Quand j’eus fini, le vieillard avait repris sa place dans son fauteuil.

Il ne restait d’autre trace de son émotion passagère qu’une sueur abondante qu’il épongeait avec son mouchoir,

Au bout d’un silence, il me regarda doucement et me dit :

 — Vous êtes mon ami ?

 — Certes, monsieur le marquis.

 — Vous me croyez un honnête homme ?

 — Je n’ai jamais douté de votre honneur ?

 — Vous aviez tort.

— Comment ?

 — J’ai commis un crime épouvantable.

— Vous !

— Moi.

 — C’est impossible !

 — C’est vrai ! Quand j’y songe dans la solitude de mes nuits, mes cheveux se hérissent sur ma tête ! Et je tremble en redoutant non la justice des hommes qui ne peut m’atteindre, mais celle de Dieu qui me jugera bientôt, demain peut-être. Votre prédécesseur est mort en emportant ma confession dans la tombe ! Il n’est plus là pour me soutenir ! Son appui me manque. Je veux tout vous dire ! Vous le remplacerez peut-être auprès de moi et j’espère que vous y resterez jusqu’à mon dernier jour.
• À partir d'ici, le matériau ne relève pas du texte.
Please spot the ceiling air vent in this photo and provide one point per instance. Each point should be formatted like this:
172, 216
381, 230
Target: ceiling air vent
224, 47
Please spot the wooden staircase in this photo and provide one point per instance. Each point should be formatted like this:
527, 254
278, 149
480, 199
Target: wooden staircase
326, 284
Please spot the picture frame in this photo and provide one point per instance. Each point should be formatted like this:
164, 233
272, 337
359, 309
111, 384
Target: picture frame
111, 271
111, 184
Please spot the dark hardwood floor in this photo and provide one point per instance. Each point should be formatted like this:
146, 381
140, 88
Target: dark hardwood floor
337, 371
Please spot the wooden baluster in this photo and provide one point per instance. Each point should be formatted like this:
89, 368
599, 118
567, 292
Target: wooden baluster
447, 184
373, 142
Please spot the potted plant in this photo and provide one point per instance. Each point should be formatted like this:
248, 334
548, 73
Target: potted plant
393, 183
Je ne trouvai pas un mot à répondre.

J’attendais le cœur serré.

Il est impossible de rendre l’expression effrayante du visage de ce grand vieillard.
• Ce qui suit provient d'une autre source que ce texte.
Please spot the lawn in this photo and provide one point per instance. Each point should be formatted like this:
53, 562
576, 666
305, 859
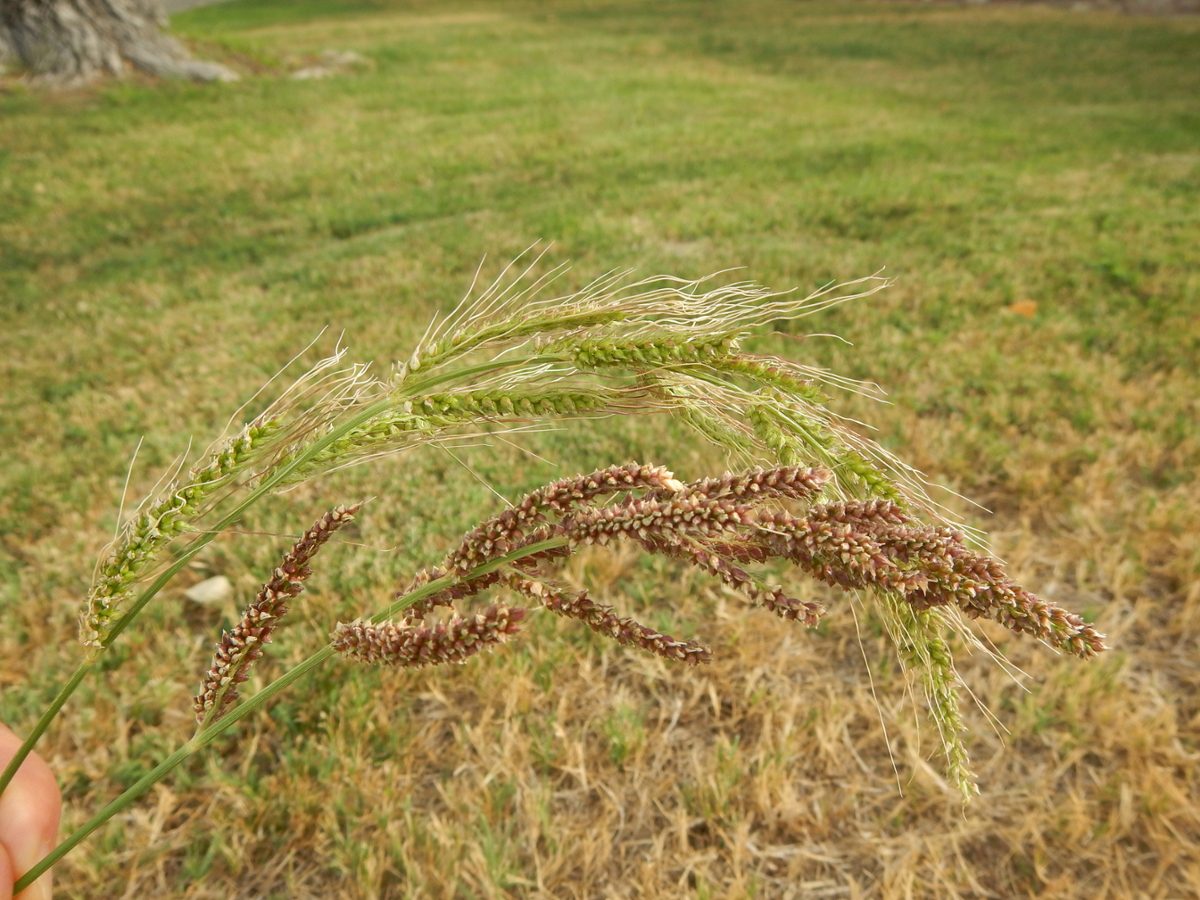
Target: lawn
1029, 177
Il rassembla les bûches à moitié brûlées dans le foyer, les disposa en un faisceau d’où s’élança bientôt une flamme joyeuse et reprit :

 — Tout le monde sait que j’étais passionné pour la chasse. J’ai laissé dans le pays la réputation d’un veneur consommé. Quand on avait cité la meute du marquis de Brault, tout était dit. La vérité, c’est que j’aimais la chasse avec fureur. Elle était à mes yeux le seul passe-temps digne d’un gentilhomme. Mon père m’avait transmis ses goûts. Il ne s’occupait pas des bruits du dehors. La grande Révolution ne le dérangea pas. Sous la Terreur, il courait le cerf dans ses bois et lorsqu’on vint pour l’arrêter et le conduire en prison, aux mauvais jours de 94, on le trouva à cheval poursuivant un sanglier et sonnant de la trompe à pleine gorge. Il prit sa bête et on ne le prit pas lui-même. Quelques jours plus tard, Robespierre montait à l’échafaud à son tour et la Terreur expirait avec lui. On n’émigra pas chez nous. Au fond de nos forêts du Morvan on était à peu près en sûreté ; il aurait fallu une armée pour y prendre un homme décidé à se défendre et habitué aux ruses du gibier. La vénerie fut donc ma principale élude. A vingt ans, je sonnais du cor comme un maître ; je montais à cheval comme un centaure ; il n’existait pas de piqueur capable de m’en remontrer sur les finesses du métier et j’avais les trois vertus du chasseur : la foi, l’ardeur et le savoir. A vingt-deux ans, je me mariai avec une jeune et charmante cousine que j’avais et dont les bois joignaient les miens. A vingt-trois, j’eus une fille qui devait être mon unique héritière, car elle causa en naissant la mort de sa mère ; à vingt-cinq ans, je perdis mon père et je restai seul avec l’enfant qui remplaçait à mon foyer tous les êtres que j’avais aimés.

Dès lors je me consacrai sans réserve à la chasse, avec une véritable rage destinée sans doute à me faire oublier de cuisants chagrins.